"Stand aside there," he said, severely, to a boy with a basket of newspapers.
"First stop Plymouth," shouted the porters when the express came thundering in.
"Stand aside," thundered the station-master, more loudly; perhaps he was addressing the train this time.
Mrs. Caffyn looked out of a second-class compartment and popped in again like some shy burrowing animal that fears the great world.
"What name, my lady, would be on the luggage?" asked the station-master when, notwithstanding her emersion from a second-class compartment, he had seen Mrs. Caffyn embraced by her ladyship.
"Caffyn! Caffyn!" he bellowed. "Stand aside there, will you? Both vans are being dealt with, my lady," he informed her.
The luggage was identified; a porter was bidden to carry it to No. 5 platform; and the station-master, taking from Mrs. Caffyn a string-bag in which nothing was left except a paper bag of greengages, led the way to the slow train for Cherrington.
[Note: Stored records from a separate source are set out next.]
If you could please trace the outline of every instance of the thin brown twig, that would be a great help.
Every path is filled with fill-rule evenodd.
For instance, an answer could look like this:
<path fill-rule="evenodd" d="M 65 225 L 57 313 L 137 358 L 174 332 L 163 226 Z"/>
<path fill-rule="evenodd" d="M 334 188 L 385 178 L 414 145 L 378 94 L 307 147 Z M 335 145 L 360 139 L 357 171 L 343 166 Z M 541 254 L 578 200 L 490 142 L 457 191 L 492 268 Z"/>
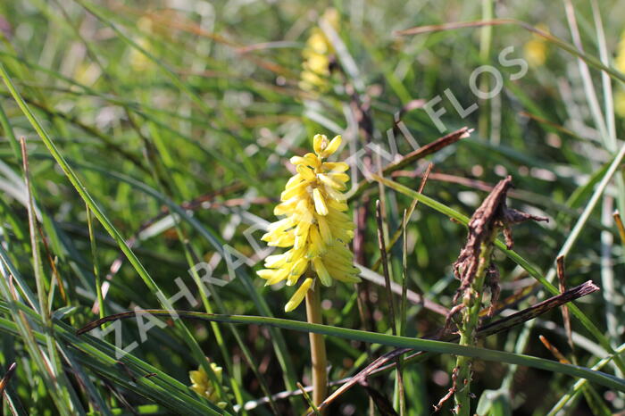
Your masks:
<path fill-rule="evenodd" d="M 556 271 L 558 275 L 558 284 L 560 286 L 560 292 L 564 293 L 566 291 L 566 276 L 564 274 L 564 256 L 559 255 L 555 260 Z M 573 345 L 573 330 L 571 328 L 571 314 L 569 313 L 569 308 L 565 304 L 562 307 L 562 321 L 564 322 L 564 330 L 566 330 L 566 337 L 569 342 L 569 347 L 571 348 L 571 353 L 575 354 L 575 346 Z"/>
<path fill-rule="evenodd" d="M 623 226 L 623 220 L 621 219 L 621 213 L 619 211 L 614 211 L 612 214 L 614 217 L 614 222 L 616 223 L 616 228 L 619 229 L 619 236 L 621 237 L 621 244 L 625 245 L 625 226 Z"/>
<path fill-rule="evenodd" d="M 513 328 L 515 326 L 521 325 L 523 322 L 526 322 L 528 320 L 533 320 L 539 315 L 542 315 L 548 311 L 551 311 L 554 308 L 557 308 L 558 306 L 564 304 L 566 303 L 571 302 L 575 299 L 579 299 L 579 297 L 586 296 L 588 295 L 590 295 L 594 292 L 596 292 L 599 290 L 599 287 L 597 287 L 591 280 L 588 280 L 585 283 L 582 283 L 579 286 L 577 286 L 575 287 L 572 287 L 571 289 L 567 290 L 564 293 L 562 293 L 560 295 L 556 295 L 555 296 L 552 296 L 548 299 L 546 299 L 542 302 L 539 302 L 538 304 L 536 304 L 527 309 L 524 309 L 522 311 L 520 311 L 516 313 L 513 313 L 508 317 L 503 318 L 501 320 L 496 320 L 495 322 L 489 323 L 488 325 L 484 325 L 482 327 L 479 327 L 477 329 L 477 334 L 476 336 L 479 338 L 483 338 L 486 337 L 489 337 L 491 335 L 503 332 L 505 330 L 510 329 L 511 328 Z M 439 331 L 440 333 L 440 331 Z M 429 337 L 429 339 L 439 339 L 439 336 L 434 336 Z M 446 338 L 446 341 L 457 341 L 459 337 L 457 336 L 450 336 L 447 338 Z M 319 405 L 320 409 L 322 409 L 326 406 L 328 406 L 330 403 L 335 401 L 338 396 L 346 393 L 347 390 L 352 388 L 354 385 L 359 383 L 359 380 L 362 379 L 366 379 L 367 377 L 373 376 L 375 374 L 386 371 L 388 370 L 395 368 L 396 365 L 395 362 L 390 362 L 393 360 L 395 360 L 397 356 L 403 355 L 404 354 L 410 353 L 412 351 L 414 351 L 411 348 L 396 348 L 393 351 L 390 351 L 375 361 L 373 361 L 371 363 L 367 365 L 364 369 L 362 369 L 361 371 L 359 371 L 357 374 L 350 378 L 345 384 L 343 384 L 338 389 L 337 389 L 334 393 L 332 393 L 321 404 Z M 404 359 L 404 362 L 407 362 L 411 360 L 413 360 L 421 355 L 424 355 L 427 354 L 426 352 L 423 351 L 416 351 L 413 352 L 411 355 L 405 357 Z M 390 363 L 389 363 L 390 362 Z"/>
<path fill-rule="evenodd" d="M 9 385 L 9 380 L 12 377 L 13 377 L 13 374 L 15 374 L 16 369 L 17 362 L 13 362 L 9 366 L 9 370 L 6 370 L 6 374 L 4 374 L 4 377 L 3 377 L 2 379 L 0 379 L 0 402 L 2 402 L 2 395 L 3 393 L 4 393 L 4 389 Z"/>

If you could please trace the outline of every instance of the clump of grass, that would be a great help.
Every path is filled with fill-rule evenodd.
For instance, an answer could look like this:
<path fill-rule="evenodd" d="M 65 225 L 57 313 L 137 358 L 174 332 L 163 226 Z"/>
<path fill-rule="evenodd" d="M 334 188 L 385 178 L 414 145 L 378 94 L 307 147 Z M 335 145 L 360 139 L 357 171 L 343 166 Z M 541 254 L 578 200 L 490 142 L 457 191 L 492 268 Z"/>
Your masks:
<path fill-rule="evenodd" d="M 609 4 L 172 4 L 0 3 L 4 413 L 427 414 L 452 375 L 442 412 L 623 408 L 625 76 Z M 540 59 L 513 79 L 509 46 Z M 502 76 L 490 100 L 470 85 L 481 65 Z M 320 131 L 342 135 L 339 222 L 355 227 L 354 265 L 326 271 L 362 281 L 325 289 L 307 322 L 251 276 L 298 173 L 288 157 Z M 519 227 L 515 250 L 496 237 L 506 194 L 554 220 Z M 477 239 L 473 212 L 495 220 Z M 307 336 L 327 345 L 321 403 Z"/>

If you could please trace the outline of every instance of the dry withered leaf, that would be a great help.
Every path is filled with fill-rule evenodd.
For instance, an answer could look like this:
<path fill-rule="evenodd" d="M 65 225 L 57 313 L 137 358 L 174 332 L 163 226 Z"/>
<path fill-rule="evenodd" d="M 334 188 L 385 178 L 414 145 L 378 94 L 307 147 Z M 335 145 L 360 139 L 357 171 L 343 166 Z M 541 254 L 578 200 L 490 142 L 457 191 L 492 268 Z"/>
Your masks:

"I traveled second-class," Mrs. Caffyn whispered, nervously, while the station-master was stamping about in a first-class compartment, dusting the leather seats and arranging the small luggage upon the rack. "I hesitated whether I ought not to travel third, but father was very nice about it."
"Please change this ticket to first-class as far as Cherrington Lanes, Mr. Thatcher," said Dorothy.
"Immediately, my lady," he announced; and as he hurried away down the platform Mrs. Caffyn regarded him as the Widow Twankay may have regarded the Genie of the Lamp.